La scienza ridimensiona il mito della vitamina D: molte convinzioni, infatti, non troverebbero riscontro negli studi più importanti.
Negli ultimi dieci anni, la vitamina D è stata spesso presentata come una sostanza capace di proteggere da patologie gravi, tra le quali possiamo annoverare il cancro ma anche le malattie cardiovascolari, nonché i disturbi neurodegenerativi. Una narrazione suggestiva, che però non trova conferma nei dati scientifici più importanti. Scopriamo, dunque, tutti i falsi miti più diffusi e perché la scienza tende a smontarli.
La scienza contro i falsi miti legati alla vitamina D
Il VITAL trial, uno dei più ampi studi clinici randomizzati condotti sull’argomento e pubblicato sul New England Journal of Medicine nel 2019, ha coinvolto oltre 25 mila partecipanti seguiti per cinque anni.
L’assunzione quotidiana di 2000 unità internazionali di vitamina D non ha determinato una riduzione importante di tumori, infarti e ictus.

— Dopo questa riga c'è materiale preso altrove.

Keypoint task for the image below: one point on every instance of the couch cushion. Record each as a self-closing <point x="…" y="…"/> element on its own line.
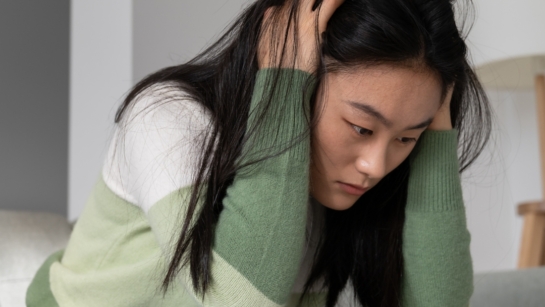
<point x="26" y="240"/>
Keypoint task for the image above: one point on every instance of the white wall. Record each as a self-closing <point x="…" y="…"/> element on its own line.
<point x="169" y="32"/>
<point x="100" y="74"/>
<point x="34" y="47"/>
<point x="505" y="175"/>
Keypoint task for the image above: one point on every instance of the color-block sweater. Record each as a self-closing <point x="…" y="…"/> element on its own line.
<point x="120" y="245"/>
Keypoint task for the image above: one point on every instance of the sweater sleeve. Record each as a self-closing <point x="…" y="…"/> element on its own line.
<point x="260" y="233"/>
<point x="438" y="266"/>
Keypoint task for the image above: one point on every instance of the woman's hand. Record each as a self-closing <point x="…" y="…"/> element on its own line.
<point x="273" y="35"/>
<point x="442" y="121"/>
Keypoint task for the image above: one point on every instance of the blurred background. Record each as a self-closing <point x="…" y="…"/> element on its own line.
<point x="66" y="65"/>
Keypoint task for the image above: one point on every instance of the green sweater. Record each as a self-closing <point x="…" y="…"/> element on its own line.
<point x="119" y="248"/>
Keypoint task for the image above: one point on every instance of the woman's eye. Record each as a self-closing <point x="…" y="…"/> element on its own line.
<point x="407" y="140"/>
<point x="362" y="131"/>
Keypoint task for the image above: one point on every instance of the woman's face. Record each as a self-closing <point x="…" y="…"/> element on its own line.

Un risultato che ha ridimensionato, in maniera netta, le speranze riposte in questa molecola come strumento di prevenzione primaria delle malattie croniche.

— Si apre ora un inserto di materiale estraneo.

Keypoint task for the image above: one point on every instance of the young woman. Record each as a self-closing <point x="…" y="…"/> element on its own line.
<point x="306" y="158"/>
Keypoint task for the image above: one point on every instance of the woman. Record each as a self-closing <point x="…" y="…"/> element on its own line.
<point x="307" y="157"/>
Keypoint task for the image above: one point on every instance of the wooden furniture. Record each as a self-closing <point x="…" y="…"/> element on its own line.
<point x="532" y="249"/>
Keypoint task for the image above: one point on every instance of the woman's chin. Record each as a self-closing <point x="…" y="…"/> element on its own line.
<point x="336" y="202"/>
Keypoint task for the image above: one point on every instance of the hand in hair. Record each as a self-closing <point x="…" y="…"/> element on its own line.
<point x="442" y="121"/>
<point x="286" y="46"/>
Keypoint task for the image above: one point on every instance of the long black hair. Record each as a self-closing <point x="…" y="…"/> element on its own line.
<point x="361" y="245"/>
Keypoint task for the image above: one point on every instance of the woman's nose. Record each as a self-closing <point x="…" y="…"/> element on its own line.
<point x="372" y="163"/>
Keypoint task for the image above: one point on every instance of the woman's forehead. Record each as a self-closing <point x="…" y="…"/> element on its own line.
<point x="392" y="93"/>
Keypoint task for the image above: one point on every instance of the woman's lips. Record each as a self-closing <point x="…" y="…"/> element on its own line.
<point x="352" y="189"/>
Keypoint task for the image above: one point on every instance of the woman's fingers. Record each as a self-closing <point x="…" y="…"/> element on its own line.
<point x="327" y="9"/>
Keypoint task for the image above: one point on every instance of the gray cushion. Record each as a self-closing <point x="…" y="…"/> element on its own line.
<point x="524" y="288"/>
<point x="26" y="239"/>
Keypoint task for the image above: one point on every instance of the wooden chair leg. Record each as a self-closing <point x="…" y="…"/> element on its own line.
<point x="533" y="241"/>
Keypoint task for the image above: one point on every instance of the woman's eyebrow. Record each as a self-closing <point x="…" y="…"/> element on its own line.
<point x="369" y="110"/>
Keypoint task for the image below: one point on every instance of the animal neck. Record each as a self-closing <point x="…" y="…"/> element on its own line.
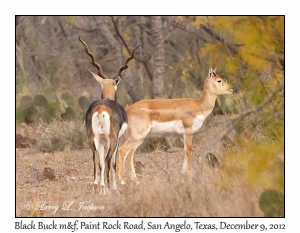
<point x="207" y="101"/>
<point x="109" y="95"/>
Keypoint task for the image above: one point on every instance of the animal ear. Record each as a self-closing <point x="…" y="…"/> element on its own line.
<point x="210" y="72"/>
<point x="98" y="78"/>
<point x="117" y="80"/>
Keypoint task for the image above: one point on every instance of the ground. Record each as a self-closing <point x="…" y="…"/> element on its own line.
<point x="162" y="191"/>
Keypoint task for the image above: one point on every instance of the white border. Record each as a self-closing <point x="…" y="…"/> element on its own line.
<point x="10" y="8"/>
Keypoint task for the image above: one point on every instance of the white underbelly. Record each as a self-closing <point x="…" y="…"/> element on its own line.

Analogamente, l’uso della vitamina D per contrastare l’osteoporosi e ridurre il rischio di fratture non appare giustificato nella popolazione generale.

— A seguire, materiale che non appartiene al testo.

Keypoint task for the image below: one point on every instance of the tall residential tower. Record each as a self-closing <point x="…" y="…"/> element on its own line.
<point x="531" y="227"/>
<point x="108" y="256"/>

I benefici si osservano soltanto in contesti specifici, come negli anziani molto fragili, soggetti per i quali gli integratori di vitamina D sono spesso associati a quelli di calcio, anche se, va detto, l’efficacia, secondo quanto affermano gli esperti, è – ad ogni modo – modesto.
Immunità, valori sierici e test: cosa dicono i risultati
Durante la pandemia di COVID-19, la vitamina D è stata proposta come possibile alleata del sistema immunitario.
Alcuni studi osservazionali avevano segnalato una correlazione tra bassi livelli ematici e maggiore incidenza di infezioni respiratorie, ma le revisioni sistematiche e i trial clinici successivi hanno smentito l’esistenza di un effetto protettivo importante. Non è stato, infatti, dimostrato un effetto nella prevenzione e/o nel trattamento di COVID-19, ma nemmeno per l’influenza e i raffreddori comuni.
Anche la questione dei valori ottimali nel sangue è stata oggetto di revisione. Per lungo tempo la soglia di riferimento è stata fissata a 30 ng/mL, ma le principali società scientifiche indicano come adeguati livelli pari o superiori a 20 ng/mL.
Superare questa soglia con integratori assunti anche se non servono non apporta benefici, anzi, può addirittura aumentare il rischio di effetti indesiderati, tra i quali possiamo annoverare l’ipercalcemia e i calcoli renali.
Non è raccomandato, infine, lo screening di massa, in quanto le linee guida internazionali riservano il test della vitamina D a persone con sintomi e condizioni specifiche, tra cui osteoporosi, malassorbimento intestinale ed insufficienza renale cronica.